Nu hield ze het niet langer vol.

Ze ijsbeerde door de woonkamer, terwijl ze wachtte totdat de tabletten zouden gaan werken, iedere seconde, ieder moment. Er was geen ontkomen meer aan. Het leek wel of er niet genoeg ruimte meer was in haar lichaam en of haar huid ieder moment kon gaan barsten. Ze had het gevoel dat ze zou ontploffen.

En dan haar mobieltje. Dat rinkelde maar en rinkelde maar en ze werd gek van het geluid, maar ze durfde het niet uit te zetten. Het was het bewijs dat er ergens nog steeds een functionerende werkelijkheid bestond en als ze de verbinding daarmee helemaal verbrak, wist ze niet waar dat op uit zou draaien. Ze kon alleen niet begrijpen hoe het allemaal zo had kunnen lopen en wist niet wat ze moest doen om alles weer goed te krijgen.

En toen eindelijk.

Eindelijk voelde ze dat de angst zijn greep verslapte, zijn weerhaken introk en oploste. Haar liet herademen. Dankbaar bleef ze midden in de kamer staan en heette de bevrijding welkom. Stockholm-wit. De kleur op de muur van haar woonkamer. Vreemd dat je hier Stockholm-wit op de muur kon hebben. Maar ook wel mooi. Dat alles kon. Gewoon ademhalen. Rustig en kalm ademhalen. Niets was verder belangrijk. Ze zou gewoon even op de bank gaan liggen en goed doorademen.

Muren van rode baksteen.
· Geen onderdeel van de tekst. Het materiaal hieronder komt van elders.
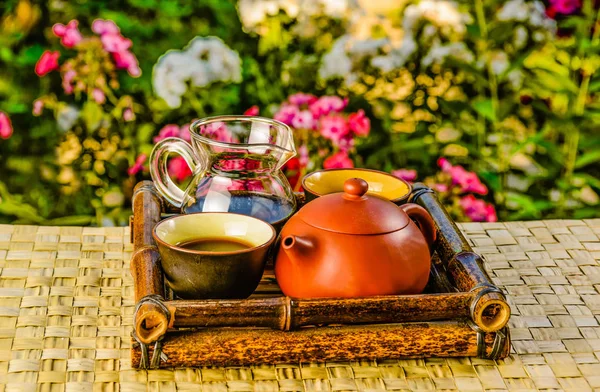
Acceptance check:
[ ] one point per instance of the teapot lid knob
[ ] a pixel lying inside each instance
(355, 188)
Een kelder. Ze bevond zich in een kelder, maar ze wist niet van wie die was. Nergens zag ze een deur. Ze zocht met haar handen over de ruwe muur om een kier te vinden of iets van een opening, maar die was er niet. Opeens wist ze dat er een lijk in de muur ingemetseld was; ze wist niet wie, maar wel dat zij dat had gedaan. Ze hoorde een geluid en draaide zich om. Haar moeder zat op haar knieën een orchidee te planten. Ze had een stuk brood in haar hand waar ze stukjes afbrak, die ze op de grond strooide. Columba livia. Erg lekker met cantharellenen toen kwam er een trein. Pernilla stond midden op de rails en het signaal van de trein werd steeds luider. Monika rende zo hard ze kon, maar ze kwam niet dichterbij, ze zou haar niet kunnen redden. Ze moest het signaal zien uit te schakelen, ze moest het signaal tot zwijgen brengen, het moest ophouden.

'Hallo?'

Plotseling hield ze haar mobieltje in haar hand. Ze stond met haar jas aan in de hal, maar was er nog steeds niet echt bij.

'Ja hallo, met Pernilla.'

De stem overtuigde haar ervan dat ze terug was in de werkelijkheid, maar ze was nog aangenaam afgestompt. Ze bevond zich op veilige afstand van alles wat pijn deed of haar bedreigde en zelfs haar lichaam reageerde niet. Haar hart klopte rustig en kalm.

'Hallo.'

'Ik wilde eens horen hoe het me je is. Het ging zo snel laatst, ik dacht dat je misschien ziek geworden was.'

Ziek geworden. Pernilla's woorden weerklonken als een echo. Ziek geworden. Was ze ziek geworden ? Als ze ziek was, zou ze alle recht hebben op een paar dagen uitstel van haar opdracht en had ze dat eigenlijk niet verdiend? Een paar dagen maar? Ze was zo vreselijk moe. Als ze gewoon goed uit kon slapen, zou alles beter worden. Ze zou weer fatsoenlijk kunnen denken, een gestructureerd plan kunnen bedenken voor hoe het verder moest, hoe ze alles op de best mogelijke manier kon oplossen. Nu was ze te moe. Haar hersenen waren een eigen leven gaan leiden en gehoorzaamden haar niet meer. Als ze maar kon slapen, zou alles beter worden.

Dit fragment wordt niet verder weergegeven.